Przemyśl was an important centre of Jewish life for centuries leading up to WWII. At the outbreak of the war, the Jewish community numbered around 24,000, or one-third of the city's population. The initial situation for Przemyśl’s Jews during WWII was different from that in other Polish cities, owing to its easterly position. For the first two years of the war (when Germany and the Soviet Union were allies and had carved up Poland between them), the frontier (in this area, the San River) ran straight down the middle of Przemyśl. Most Jews found themselves in the Soviet occupation zone and were comparatively better off than their brethren in the Nazi-occupied areas (although some 7000 were deported to the Soviet Union). The situation deteriorated in 1941 after the Germans attacked the Soviet Union, occupied the entire town and began persecuting the Jews of Przemyśl and its surrounding areas in earnest. Most were eventually sent to their deaths at the German-run Bełżec extermination camp near Lublin in 1942.
The only significant remaining relics of the Jewish legacy are two synagogues (of four that existed before WWII), both dating from the end of the 19th century. The most important surviving synagogue is behind the building at ul Słowackiego 13, east of the Rynek. It functioned as a branch of the public library until 2015, but now stands vacant. The former Jewish cemetery can also be visited – it's at the southern end of ul Słowackiego.
Worth a Trip: Krasiczyn Castle
The late-Renaissance castle in the village of Krasiczyn (krah-shee-chin), about 11km southwest of Przemyśl, seems right out of a fairy tale. Despite its heft, it's more of a stately home than a stronghold – ostentation trumped defensive strength when Italian architect Galeazzo Appiani built it between 1592 and 1618 for the wealthy Krasicki family. With its whitewashed walls, turreted towers and spacious, arcaded courtyard, it remains wonderfully photogenic. You can join Polish-language tours to see the interior (English-language tours cost 150zł for groups of at least five, and must be booked a day in advance), or just stroll the lovely English-style park outside.

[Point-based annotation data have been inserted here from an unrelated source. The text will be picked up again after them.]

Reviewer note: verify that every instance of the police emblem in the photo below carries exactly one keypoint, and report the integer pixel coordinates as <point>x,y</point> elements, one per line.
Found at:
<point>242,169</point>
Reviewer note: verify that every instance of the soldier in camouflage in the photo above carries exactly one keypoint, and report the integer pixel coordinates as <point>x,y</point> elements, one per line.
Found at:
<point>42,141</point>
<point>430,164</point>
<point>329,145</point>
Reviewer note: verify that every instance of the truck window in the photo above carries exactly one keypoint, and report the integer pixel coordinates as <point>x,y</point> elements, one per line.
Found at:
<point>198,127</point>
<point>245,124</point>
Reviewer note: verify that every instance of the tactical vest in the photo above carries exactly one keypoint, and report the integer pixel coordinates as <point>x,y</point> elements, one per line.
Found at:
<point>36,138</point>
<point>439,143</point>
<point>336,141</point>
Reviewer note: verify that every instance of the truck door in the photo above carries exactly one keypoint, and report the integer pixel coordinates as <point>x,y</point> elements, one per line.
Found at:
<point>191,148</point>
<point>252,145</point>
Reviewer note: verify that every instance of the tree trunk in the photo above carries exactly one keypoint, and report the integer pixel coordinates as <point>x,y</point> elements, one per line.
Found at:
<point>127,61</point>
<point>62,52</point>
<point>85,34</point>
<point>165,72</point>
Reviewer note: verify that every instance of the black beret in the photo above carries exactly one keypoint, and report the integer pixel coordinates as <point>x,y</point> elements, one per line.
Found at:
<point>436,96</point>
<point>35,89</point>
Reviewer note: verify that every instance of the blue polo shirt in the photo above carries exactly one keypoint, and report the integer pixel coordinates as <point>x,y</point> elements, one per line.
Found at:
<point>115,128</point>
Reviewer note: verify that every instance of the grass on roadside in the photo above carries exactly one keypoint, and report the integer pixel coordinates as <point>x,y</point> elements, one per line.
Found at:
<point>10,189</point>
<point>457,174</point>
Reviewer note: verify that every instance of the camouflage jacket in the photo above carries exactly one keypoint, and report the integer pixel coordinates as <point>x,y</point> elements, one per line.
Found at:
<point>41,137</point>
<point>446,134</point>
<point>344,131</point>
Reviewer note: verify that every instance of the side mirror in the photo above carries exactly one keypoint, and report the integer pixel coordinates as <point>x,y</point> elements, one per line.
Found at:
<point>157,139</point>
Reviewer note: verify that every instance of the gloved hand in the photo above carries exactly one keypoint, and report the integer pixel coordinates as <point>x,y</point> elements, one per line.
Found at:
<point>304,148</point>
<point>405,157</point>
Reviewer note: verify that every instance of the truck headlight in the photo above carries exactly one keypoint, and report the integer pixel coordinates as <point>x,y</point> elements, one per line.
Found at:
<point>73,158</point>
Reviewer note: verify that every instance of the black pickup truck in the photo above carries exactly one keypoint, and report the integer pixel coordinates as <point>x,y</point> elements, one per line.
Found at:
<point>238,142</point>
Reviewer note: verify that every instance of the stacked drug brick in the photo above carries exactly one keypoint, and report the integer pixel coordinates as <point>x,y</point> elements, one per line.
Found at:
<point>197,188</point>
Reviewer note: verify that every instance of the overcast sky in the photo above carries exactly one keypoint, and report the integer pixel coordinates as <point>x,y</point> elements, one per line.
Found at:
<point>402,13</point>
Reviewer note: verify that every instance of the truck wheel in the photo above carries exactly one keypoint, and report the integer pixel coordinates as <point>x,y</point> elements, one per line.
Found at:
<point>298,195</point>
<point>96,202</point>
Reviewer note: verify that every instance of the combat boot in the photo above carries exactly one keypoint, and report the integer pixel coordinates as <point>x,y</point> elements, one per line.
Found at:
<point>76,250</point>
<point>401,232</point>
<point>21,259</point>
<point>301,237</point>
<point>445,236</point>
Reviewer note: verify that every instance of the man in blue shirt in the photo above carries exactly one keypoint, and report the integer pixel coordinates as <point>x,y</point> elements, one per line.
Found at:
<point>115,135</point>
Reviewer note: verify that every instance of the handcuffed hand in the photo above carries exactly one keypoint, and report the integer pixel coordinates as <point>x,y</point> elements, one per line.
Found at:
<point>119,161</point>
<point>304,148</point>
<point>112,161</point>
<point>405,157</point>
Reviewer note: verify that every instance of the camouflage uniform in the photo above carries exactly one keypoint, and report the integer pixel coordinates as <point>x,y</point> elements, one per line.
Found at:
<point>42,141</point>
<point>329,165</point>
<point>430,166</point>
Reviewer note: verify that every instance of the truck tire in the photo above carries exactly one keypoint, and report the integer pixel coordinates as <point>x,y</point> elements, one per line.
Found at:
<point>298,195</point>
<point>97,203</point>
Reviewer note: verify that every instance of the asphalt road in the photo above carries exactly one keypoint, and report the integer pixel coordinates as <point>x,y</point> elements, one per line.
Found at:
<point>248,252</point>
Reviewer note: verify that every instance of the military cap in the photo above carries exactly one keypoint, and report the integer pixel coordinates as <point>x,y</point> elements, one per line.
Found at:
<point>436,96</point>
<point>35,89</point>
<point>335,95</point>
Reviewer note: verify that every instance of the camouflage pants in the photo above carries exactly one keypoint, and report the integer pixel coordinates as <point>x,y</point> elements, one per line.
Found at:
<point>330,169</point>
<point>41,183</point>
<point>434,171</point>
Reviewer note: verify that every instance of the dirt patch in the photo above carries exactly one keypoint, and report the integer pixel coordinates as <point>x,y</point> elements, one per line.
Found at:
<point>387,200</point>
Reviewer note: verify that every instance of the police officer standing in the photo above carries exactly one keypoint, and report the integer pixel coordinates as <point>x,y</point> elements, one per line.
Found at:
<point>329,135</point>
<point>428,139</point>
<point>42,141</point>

The design of the towers was a conscious reflection of the social order at the time. The towers were named (clockwise from the southeastern corner) after God, the pope, the king and the nobility. The God Tower (Baszta Boska), topped with a dome, houses a chapel. The King Tower (Baszta Królewska), with its conical roof and little turrets, would make a lovely home for Rapunzel of long-haired fame. On the courtyard side of the castle walls are Renaissance graffiti decorations of Biblical scenes and Polish nobility.
There's a hotel at the castle that offers several different types of rooms, ranging from relatively modest, good-value single and double rooms in the coach house to more opulent doubles and suites (250/500zł) in the castle itself. There’s even a luxurious five-bed Hunter’s Pavilion (600zł), which has its own kitchen and garden.
Within the castle grounds is a decent restaurant that serves mostly Polish dishes in traditional surrounds. It's not exactly ducal levels of luxury, but the mains – grilled meats, fish and salads – are very good and the hushed mood (after a couple of glasses of wine) can get downright romantic.
The castle is an easy trip from Przemyśl (4.30zł, 25 minutes) on one of the frequent buses.